Indeed none of the organisations involved had an overall remit to focus on women, although the ‘period poverty’ project which formed one strand of the Coastal Arts project discussed in this chapter, was clearly gendered. Rather the dominance of women within groups working on issues of neighbourhood, community and family support reflects the often gendered nature of local activism (Martin et al, 2007). This relates to matters of care and gendered divisions between public and private lives, and between different forms of work, as discussed in the preceding chapters.
This chapter moves away from considering individual trajectories of activists, and focuses on the substantive issues that are made visible during processes of austerity activism. In so doing the focus here also moves away from ‘horizontal’ forms of local activism that involve community connection and support, to more conventional ‘resistance’ or ‘vertical’ practices that directly address those in power, within repertoires of anti-austerity activism (Craddock, 2020). Nonetheless, in line with my sense of interwoven processes of ‘resilience, resistance and re-working’ (MacLeavy et al, 2021), I do not see these forms of activism as forming opposing categories, but rather as inter-related articulations of citizenship and political subjectivity (Martin et al, 2007).
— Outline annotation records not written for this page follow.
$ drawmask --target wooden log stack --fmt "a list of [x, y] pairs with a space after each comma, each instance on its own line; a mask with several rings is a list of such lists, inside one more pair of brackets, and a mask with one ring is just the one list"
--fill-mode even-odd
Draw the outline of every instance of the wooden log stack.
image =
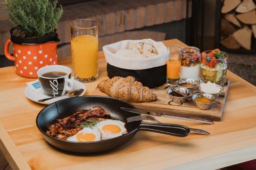
[[230, 49], [251, 50], [256, 38], [256, 1], [224, 0], [221, 43]]

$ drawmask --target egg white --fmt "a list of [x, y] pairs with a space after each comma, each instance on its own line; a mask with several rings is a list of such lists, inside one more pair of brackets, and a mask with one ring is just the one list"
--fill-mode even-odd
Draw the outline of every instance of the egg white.
[[75, 141], [75, 142], [79, 142], [77, 140], [77, 136], [78, 134], [80, 133], [83, 133], [84, 134], [86, 133], [93, 133], [94, 135], [95, 135], [95, 139], [93, 141], [99, 141], [100, 140], [101, 138], [101, 134], [99, 131], [98, 130], [98, 128], [94, 127], [93, 129], [91, 129], [90, 128], [84, 128], [81, 130], [79, 131], [77, 133], [76, 133], [75, 135], [69, 137], [67, 138], [67, 140], [70, 141]]
[[[114, 125], [118, 126], [120, 129], [120, 132], [116, 133], [112, 133], [110, 132], [105, 131], [102, 130], [102, 128], [104, 126], [108, 125]], [[101, 134], [101, 139], [105, 140], [120, 136], [127, 133], [127, 130], [124, 127], [124, 123], [119, 120], [106, 119], [100, 122], [96, 126], [98, 128]]]

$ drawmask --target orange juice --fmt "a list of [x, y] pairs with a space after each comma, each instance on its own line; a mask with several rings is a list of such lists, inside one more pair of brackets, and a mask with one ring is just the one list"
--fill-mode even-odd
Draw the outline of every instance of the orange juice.
[[167, 77], [176, 80], [180, 78], [180, 62], [178, 60], [169, 60], [167, 62]]
[[71, 39], [74, 74], [80, 79], [90, 79], [98, 75], [98, 39], [84, 35]]

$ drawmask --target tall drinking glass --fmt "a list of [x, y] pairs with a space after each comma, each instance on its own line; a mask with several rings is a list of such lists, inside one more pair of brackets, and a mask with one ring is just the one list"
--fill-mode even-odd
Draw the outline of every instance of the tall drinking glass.
[[166, 83], [167, 85], [170, 86], [175, 84], [180, 78], [181, 63], [179, 57], [181, 47], [179, 46], [169, 46], [168, 50], [170, 52], [170, 57], [169, 61], [167, 62]]
[[79, 19], [70, 23], [74, 78], [90, 82], [98, 78], [98, 22]]

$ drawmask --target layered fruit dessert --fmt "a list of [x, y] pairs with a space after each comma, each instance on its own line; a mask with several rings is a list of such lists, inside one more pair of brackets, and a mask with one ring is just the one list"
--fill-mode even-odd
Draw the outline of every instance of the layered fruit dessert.
[[201, 78], [223, 86], [227, 73], [227, 53], [215, 49], [204, 52], [201, 55]]
[[180, 56], [180, 78], [200, 79], [200, 51], [194, 46], [184, 47]]

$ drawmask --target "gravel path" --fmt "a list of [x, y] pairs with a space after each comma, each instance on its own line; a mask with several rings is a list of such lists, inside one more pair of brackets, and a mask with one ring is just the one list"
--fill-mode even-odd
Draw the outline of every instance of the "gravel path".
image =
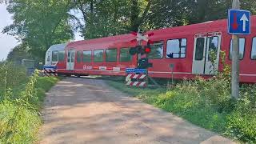
[[106, 81], [69, 78], [46, 95], [41, 144], [234, 143], [128, 97]]

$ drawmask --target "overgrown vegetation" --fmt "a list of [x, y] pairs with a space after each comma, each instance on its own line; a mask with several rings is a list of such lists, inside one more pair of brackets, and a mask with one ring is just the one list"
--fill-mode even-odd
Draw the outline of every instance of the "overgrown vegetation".
[[39, 113], [45, 92], [56, 78], [30, 78], [11, 63], [0, 66], [0, 143], [33, 143], [41, 124]]
[[[222, 52], [222, 63], [225, 53]], [[194, 124], [241, 142], [256, 142], [256, 85], [242, 85], [240, 98], [230, 96], [230, 67], [210, 79], [200, 77], [183, 81], [166, 89], [126, 87], [120, 82], [110, 86], [172, 112]]]

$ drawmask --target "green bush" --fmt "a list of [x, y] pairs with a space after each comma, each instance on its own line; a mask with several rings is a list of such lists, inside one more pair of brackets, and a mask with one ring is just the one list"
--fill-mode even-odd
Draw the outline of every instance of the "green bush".
[[4, 98], [0, 101], [0, 143], [33, 143], [36, 140], [45, 92], [57, 81], [56, 78], [39, 78], [35, 72], [19, 82], [14, 93], [10, 87], [4, 90]]
[[229, 71], [230, 67], [224, 66], [224, 72], [217, 76], [185, 80], [170, 90], [142, 90], [110, 83], [198, 126], [243, 142], [256, 143], [256, 85], [242, 85], [236, 101], [230, 95]]

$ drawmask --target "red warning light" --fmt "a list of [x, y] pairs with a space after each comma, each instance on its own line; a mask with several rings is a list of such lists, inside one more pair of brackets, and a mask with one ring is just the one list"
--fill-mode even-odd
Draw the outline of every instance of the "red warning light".
[[149, 47], [146, 47], [145, 48], [145, 53], [149, 54], [150, 52], [151, 52], [151, 49], [150, 48], [149, 48]]

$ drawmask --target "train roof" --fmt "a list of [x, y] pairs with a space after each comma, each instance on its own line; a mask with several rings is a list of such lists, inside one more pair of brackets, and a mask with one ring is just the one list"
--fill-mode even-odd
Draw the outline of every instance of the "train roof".
[[[256, 15], [251, 16], [251, 26], [252, 28], [256, 29]], [[158, 37], [162, 37], [166, 34], [191, 34], [194, 33], [207, 33], [213, 31], [226, 31], [227, 33], [227, 19], [221, 19], [216, 21], [205, 22], [202, 23], [175, 26], [170, 28], [162, 28], [159, 30], [154, 30], [146, 32], [146, 34], [154, 33], [154, 36], [150, 37], [152, 38], [157, 38]], [[118, 42], [128, 42], [134, 39], [135, 37], [130, 34], [110, 36], [100, 38], [89, 39], [89, 40], [82, 40], [77, 42], [70, 42], [67, 46], [72, 47], [80, 45], [101, 45], [101, 44], [108, 44], [108, 43], [118, 43]]]
[[62, 44], [57, 44], [51, 46], [47, 51], [54, 51], [54, 50], [65, 50], [66, 44], [62, 43]]

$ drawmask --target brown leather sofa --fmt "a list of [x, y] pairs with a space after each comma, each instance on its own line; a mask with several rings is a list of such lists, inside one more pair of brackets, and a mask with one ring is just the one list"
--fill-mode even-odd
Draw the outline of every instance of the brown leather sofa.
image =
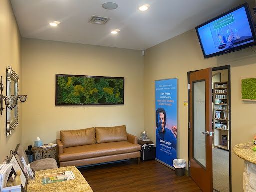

In particular, as discussed in Chapter 1, I am interested in what may be made visible during processes of anti-austerity activism, in how these might be seen as politically productive interventions that can bring matters of care into politics in new ways, even when planned-for cuts go ahead. This is significant given the taken-for-granted nature of care, the ways in which it is entangled with everyday lives and experiences (Hall, 2019a). As already discussed, changes affecting care wrought by austerity, from reduced household budgets to benefit changes and service reductions, do not necessarily result in visible ‘crises’, but more often are coped with, managed and absorbed into everyday lives (Jupp et al, 2019).
Furthermore, the ways in which welfare services and forms of support are reduced under austerity tends to be a process rather than a dramatic event, which can also function to render changes invisible over time (Kiely, 2021).